Figure 3. Blockade of p38 reduces accumulation of MDSCs in the lungs and the expansion of PMN-MDSCs and megakaryocytes in the spleen of tumor-bearing mice.

(A) Lung tissues from tumor-free (naïve), 4T1-Luc tumor-bearing (Tu) and tumor-bearing mice treated with p38i were stained for Ly6G, a marker of PMN-MDSCs, bar=200μm. (B) Quantification of Ly6G⁺ cells in the lung sections, 3 fields per section, 3 mice per group. (C) Flow cytometry analysis of CD11b⁺Ly6C^loLy6G⁺ cells in whole-lung tissues, 3 mice per group. (D) H&E-stained spleen tissues at 20x magnification (top row, bar=1mm), bottom at 200x, bar=100μm. Yellow arrows show megakaryocytes; WP, white pulp; RP, red pulp. Note an increase in the RP and spleen size in tumor-bearing mice compared to tumor-free mice, and their reduction by p38i/Ralimetinib. (E) Spleen weights were measured at day 14 of the study, n=5. (F) Evaluation of megakaryocytes (MK) in the spleen of tumor-free (naïve), tumor-bearing (Tu), and tumor-bearing treated with p38i (Tu+p38i). (G) Spleen sections stained for Ly6G, bar=100μm. (H) Flow cytometry data for CD11b⁺Ly6C^loLy6G⁺ cells in whole-spleen tissue from 3 mice per group. (I) Quantification of granulocytes in peripheral blood using complete blood count (CBC) assays. Comparisons were done with material from naïve mice and mice with comparably sized tumors, and statistical significance was determined using the two-tailed unpaired t-test (*P<0.05; **P<0.01; ***P<0.001).
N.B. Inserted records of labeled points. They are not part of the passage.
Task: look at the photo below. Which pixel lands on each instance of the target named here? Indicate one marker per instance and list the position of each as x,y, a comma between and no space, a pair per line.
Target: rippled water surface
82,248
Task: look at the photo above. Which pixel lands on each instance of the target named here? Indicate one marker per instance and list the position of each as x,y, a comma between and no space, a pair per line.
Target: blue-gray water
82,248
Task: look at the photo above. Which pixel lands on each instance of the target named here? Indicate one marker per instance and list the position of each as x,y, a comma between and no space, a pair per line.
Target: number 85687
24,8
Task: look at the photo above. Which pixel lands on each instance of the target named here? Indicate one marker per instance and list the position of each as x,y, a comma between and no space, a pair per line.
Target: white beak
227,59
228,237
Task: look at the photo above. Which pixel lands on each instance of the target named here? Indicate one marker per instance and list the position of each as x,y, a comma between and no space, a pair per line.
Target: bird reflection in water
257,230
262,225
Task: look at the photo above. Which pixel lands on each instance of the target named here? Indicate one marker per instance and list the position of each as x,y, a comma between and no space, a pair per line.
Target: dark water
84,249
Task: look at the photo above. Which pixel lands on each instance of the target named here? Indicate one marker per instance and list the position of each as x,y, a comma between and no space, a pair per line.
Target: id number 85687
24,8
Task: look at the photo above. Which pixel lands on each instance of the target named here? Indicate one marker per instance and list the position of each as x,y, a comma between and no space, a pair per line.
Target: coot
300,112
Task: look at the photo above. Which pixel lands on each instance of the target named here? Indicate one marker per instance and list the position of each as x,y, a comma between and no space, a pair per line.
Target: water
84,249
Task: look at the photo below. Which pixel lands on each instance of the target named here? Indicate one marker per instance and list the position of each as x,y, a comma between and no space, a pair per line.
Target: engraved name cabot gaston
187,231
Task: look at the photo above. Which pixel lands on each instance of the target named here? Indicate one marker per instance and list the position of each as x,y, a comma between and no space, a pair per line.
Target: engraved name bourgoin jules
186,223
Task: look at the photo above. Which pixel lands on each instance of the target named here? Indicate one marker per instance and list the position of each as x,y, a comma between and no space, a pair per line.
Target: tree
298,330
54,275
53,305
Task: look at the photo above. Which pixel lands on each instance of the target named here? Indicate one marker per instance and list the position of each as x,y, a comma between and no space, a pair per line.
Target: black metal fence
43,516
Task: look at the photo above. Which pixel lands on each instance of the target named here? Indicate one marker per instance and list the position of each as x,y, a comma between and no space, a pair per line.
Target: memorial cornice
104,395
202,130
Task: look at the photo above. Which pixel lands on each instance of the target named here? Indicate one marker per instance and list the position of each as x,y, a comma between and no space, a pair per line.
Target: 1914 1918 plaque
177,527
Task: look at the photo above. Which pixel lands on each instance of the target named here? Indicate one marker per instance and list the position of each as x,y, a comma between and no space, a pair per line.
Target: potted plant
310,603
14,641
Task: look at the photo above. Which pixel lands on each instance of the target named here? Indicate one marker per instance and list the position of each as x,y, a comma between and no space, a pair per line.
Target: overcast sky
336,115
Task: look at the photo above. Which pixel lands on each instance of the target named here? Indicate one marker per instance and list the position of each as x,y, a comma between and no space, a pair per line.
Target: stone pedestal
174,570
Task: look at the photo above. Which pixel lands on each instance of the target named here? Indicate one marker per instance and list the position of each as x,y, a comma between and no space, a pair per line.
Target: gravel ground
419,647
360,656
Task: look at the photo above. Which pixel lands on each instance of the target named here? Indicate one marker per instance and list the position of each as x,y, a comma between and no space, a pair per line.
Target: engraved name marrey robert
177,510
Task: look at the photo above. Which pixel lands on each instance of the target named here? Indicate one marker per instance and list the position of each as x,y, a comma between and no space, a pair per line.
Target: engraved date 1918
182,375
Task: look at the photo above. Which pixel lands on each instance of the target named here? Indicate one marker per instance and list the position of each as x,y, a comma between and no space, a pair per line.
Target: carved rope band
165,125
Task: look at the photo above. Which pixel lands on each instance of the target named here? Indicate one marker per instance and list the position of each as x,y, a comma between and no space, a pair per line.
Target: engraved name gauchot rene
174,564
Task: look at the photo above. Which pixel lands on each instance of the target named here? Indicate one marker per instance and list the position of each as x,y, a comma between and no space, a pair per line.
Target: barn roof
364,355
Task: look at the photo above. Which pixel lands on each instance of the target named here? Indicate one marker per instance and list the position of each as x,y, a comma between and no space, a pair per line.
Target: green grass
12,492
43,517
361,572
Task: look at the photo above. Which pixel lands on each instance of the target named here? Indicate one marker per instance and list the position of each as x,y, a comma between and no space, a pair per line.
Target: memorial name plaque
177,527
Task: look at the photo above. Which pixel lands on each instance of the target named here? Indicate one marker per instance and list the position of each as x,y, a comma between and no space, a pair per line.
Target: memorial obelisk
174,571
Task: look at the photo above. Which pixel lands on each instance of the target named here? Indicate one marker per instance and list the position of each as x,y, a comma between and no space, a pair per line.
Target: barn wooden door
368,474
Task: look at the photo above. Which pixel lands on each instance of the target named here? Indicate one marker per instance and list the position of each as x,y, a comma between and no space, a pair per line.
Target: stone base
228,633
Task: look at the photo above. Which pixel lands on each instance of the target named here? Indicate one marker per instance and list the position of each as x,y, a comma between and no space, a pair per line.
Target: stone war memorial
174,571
Next, we inspected the histology of the liver, the third most common site of MBC ³. Histology did not reveal metastatic lesions in the liver (Suppl. Fig. 3A). In contrast, multiple foci of immune cells were readily found within liver sections of TB-mice, while these cells were absent in tumor-free mice (Suppl. Fig. 3A). This tumor-induced immune response was significantly reduced in the p38i-treated group (Suppl. Fig. 3A–B). Further, anti-Ly6G staining revealed PMN-MDSC-like cells within the immune cell foci in the proximity of blood vessels (Suppl. Fig. 3C, yellow arrows). Notably, the Ly6G⁺ foci were essentially eliminated in the livers of the p38i-treated group (Suppl. Fig. 3C–D). These data indicated that the mammary gland primary tumor instigated the mobilization of myeloid populations, such as PMN-MDSCs, to the lungs and liver, whereas blockade of p38 mitigated this response.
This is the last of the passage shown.